Though market conditions remained tough, Dorian Drake’s financial results steadily improved. By the end of 2003, the company earned enough profit to produce a distribution for its shareholders and a first-time bonus payout to its staff under the new plan. “This was validation,” Dorian Jr. says, “that we were on the right track.”
In the ensuing ten years, the company doubled its sales, turned a profit every year, exceeded its stretch financial target five times, paid out more than $4.5 million in staff bonuses and produced more than $7.5 million in pre-tax corporate earnings. Open-book also helped the company weather the 2008-2009 financial crisis, when all staff members agreed to take a pay cut in order to avoid staff layoffs. The sacrifices made by all staff members enabled the company to get back into the black by the fourth quarter, when it restored everyone to full pay, and produced enough earnings by year’s end to pay everyone a year-end profit sharing bonus.

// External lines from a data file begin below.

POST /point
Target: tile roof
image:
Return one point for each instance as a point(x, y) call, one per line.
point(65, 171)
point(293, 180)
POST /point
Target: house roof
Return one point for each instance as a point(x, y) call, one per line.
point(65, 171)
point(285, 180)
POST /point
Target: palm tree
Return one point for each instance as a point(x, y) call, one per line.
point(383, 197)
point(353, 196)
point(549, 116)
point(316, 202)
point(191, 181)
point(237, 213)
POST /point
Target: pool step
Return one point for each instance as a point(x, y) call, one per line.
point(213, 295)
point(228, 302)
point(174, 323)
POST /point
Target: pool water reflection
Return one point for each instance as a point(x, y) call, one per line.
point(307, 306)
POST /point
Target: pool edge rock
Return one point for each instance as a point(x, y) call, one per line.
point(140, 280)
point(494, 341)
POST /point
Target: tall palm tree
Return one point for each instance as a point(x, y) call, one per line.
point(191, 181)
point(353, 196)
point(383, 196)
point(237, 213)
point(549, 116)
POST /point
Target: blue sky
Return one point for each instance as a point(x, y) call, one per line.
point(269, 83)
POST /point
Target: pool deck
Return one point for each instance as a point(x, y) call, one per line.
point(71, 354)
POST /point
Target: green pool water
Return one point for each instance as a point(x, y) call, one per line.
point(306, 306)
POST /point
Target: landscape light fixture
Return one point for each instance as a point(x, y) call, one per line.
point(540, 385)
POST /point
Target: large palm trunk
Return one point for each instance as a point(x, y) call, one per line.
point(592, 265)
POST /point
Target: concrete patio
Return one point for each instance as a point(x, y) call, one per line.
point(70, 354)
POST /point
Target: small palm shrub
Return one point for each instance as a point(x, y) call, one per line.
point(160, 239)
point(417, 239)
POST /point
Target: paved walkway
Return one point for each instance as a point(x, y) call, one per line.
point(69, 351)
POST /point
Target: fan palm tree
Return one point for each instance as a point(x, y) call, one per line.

The adoption of open-book management led to other positive changes. The export management company created a cultural committee and became more focused on building a workplace where employees felt trusted, valued and engaged. Staff turnover, once as high as 30% a year, has fallen to about 5% a year since the owners opened the books. Surveys have shown that at the core of the transformation has been a new-found sense of ownership among employees.
“Dorian Drake is a very different organization today than it was before we converted to open-book,” Dorian Jr. says. “The transparency we created when we opened the books has built a spirit of openness and trust. Our bonus plan has fostered a sense of accountability to each other. We are now a team pulling together toward a common goal.”
Building on this sense of ownership, the company in 2012 granted stock to a newly created Employee Stock Ownership Plan for its US employees and a parallel phantom stock plan for its foreign staff. Dorian Jr. says he had several goals in mind when creating these new employee equity plans. “First, these plans give us the opportunity to educate our staff about the things we need to do to build shareholder value. These conversations are a lot more meaningful when everyone shares in company ownership.”
A second goal, he says, was to create a staff retention vehicle. “We work hard to recruit, develop and retain the best people in our field. We believe employee ownership gives people another reason to stay and build their careers with Dorian Drake.”
Dorian Jr. says the employee stock ownership plans could also provide him with an eventual exit strategy. “If I come to a point where I think I need to sell the business, the ESOP and phantom stock plans would provide the option to sell the business to the people that helped us build it.”
Knut Sauer, veteran manager of Dorian Drake’s Automotive Group, notes, “Open-book management grew employee awareness about the bigger picture and educated everyone as to how they could contribute to corporate profitability. Taking this next step of implementing an ESOP further motivates the employees to drive not only profitability but also the long-term value of the organization. It’s very exciting to see the ongoing transformation in people from line staff to financially aware employees to owners.”